Dialogar

Enlace copiado
Florent Zemmouche

Florent Zemmouche

Enlace copiado

En estos días se habla de lo que ya sabíamos. Políticos han negociado con las maras. ¿Todos? No. Pero muchos, o algunos, los principales. Los suficientes al menos para afirmar que siempre encontraremos alguno que lo haya hecho de la izquierda hasta la derecha, pasando por los que los separan, o piensan separar, siendo diferentes, o pretendiéndolo.

Estamos hablando de eso ahora porque se ha llevado el tema al campo judicial. ¿Sí se hará justicia? Eso es una pregunta que nunca debería plantearse, en ninguna parte y en ningún momento, pero que surge demasiadas veces en nuestro país, además, como pregunta retórica que llama como respuesta obvia la negativa. Pero todo esto, ya lo sabíamos. Sabemos que los políticos suelen sentarse alrededor de una mesa pandillera, porque es relativamente obvio y porque, en efecto, ha sido demostrado con pruebas. Es obvio también porque muchos, y de nuevo, demasiados, salvadoreños tienen que estar en relación con las maras, por lo que sea, y diría para resumir, aquí en un sentido terriblemente literal: para (sobre)vivir.

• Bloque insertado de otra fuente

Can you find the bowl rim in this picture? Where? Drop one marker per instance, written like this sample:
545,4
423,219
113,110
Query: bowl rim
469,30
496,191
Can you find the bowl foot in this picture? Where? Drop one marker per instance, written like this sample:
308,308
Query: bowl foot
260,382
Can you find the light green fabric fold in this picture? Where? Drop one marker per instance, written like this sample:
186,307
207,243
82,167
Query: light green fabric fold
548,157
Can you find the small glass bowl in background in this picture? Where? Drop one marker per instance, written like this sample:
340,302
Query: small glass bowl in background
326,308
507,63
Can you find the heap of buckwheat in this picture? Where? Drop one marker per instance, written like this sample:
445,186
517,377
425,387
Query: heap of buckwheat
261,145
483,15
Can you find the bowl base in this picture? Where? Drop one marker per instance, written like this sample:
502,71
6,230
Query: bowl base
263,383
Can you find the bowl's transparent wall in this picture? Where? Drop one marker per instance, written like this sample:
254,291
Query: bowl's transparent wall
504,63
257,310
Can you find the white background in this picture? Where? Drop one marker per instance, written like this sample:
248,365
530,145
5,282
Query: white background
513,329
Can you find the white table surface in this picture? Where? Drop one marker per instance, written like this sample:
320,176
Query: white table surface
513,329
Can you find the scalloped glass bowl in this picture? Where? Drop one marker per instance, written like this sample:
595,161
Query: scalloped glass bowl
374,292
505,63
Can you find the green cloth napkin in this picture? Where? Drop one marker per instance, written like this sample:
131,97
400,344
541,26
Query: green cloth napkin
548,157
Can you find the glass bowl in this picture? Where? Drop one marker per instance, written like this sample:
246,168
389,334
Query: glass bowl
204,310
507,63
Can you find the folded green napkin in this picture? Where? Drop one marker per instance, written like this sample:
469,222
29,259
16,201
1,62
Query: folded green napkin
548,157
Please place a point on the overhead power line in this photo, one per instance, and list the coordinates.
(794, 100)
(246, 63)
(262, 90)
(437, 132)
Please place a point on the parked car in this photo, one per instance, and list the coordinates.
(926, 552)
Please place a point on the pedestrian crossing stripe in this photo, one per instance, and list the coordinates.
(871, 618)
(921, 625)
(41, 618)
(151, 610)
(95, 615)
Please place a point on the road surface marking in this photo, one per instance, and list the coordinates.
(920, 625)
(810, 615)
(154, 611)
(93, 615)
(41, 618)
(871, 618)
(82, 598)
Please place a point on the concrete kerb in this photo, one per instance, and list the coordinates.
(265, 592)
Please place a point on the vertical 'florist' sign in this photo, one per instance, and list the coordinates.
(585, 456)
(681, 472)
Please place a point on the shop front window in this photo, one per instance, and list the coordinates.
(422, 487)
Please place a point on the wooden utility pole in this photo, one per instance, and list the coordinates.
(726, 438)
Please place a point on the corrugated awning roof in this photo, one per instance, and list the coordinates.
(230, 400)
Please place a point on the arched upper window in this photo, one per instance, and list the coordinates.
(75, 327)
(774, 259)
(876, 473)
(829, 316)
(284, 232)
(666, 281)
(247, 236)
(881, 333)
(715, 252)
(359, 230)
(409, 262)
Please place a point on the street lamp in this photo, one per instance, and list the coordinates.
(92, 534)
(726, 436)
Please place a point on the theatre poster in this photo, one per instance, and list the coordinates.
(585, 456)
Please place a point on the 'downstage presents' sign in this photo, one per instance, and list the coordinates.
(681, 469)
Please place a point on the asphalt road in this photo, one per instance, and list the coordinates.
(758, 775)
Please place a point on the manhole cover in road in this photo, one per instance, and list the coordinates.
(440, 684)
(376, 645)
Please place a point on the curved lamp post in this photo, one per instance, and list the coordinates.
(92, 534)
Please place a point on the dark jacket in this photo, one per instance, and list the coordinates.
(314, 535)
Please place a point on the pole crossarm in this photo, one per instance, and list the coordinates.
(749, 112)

La diferencia, y es notable, no es que los políticos puedan pasarse de esas relaciones venenosas, pero que sí pueden cambiar las cosas, hacer lo necesario para que ni ellos ni nadie, ningún salvadoreño, tenga que comprometerse con estructuras criminales. A pesar de lo que preconizaba tonta o ingenuamente el presidente, el panadero, arquitecto o busero no tiene otra opción que someterse a los pedidos que son más bien órdenes enrolladas en amenazas. Negarse es arriesgarse que le nieguen la vida. Es tomar un riesgo vital. Ningún individuo debería enfrentarse a tal dilema. Pedírselo a sus conciudadanos es un vergonzoso error. En cambio, el que tiene el descaro de pedirlo, tiene la responsabilidad, es decir la capacidad y obligación, de solucionar el problema. Porque dejando a un lado la superficialidad, la solución vendrá por arriba, no por abajo.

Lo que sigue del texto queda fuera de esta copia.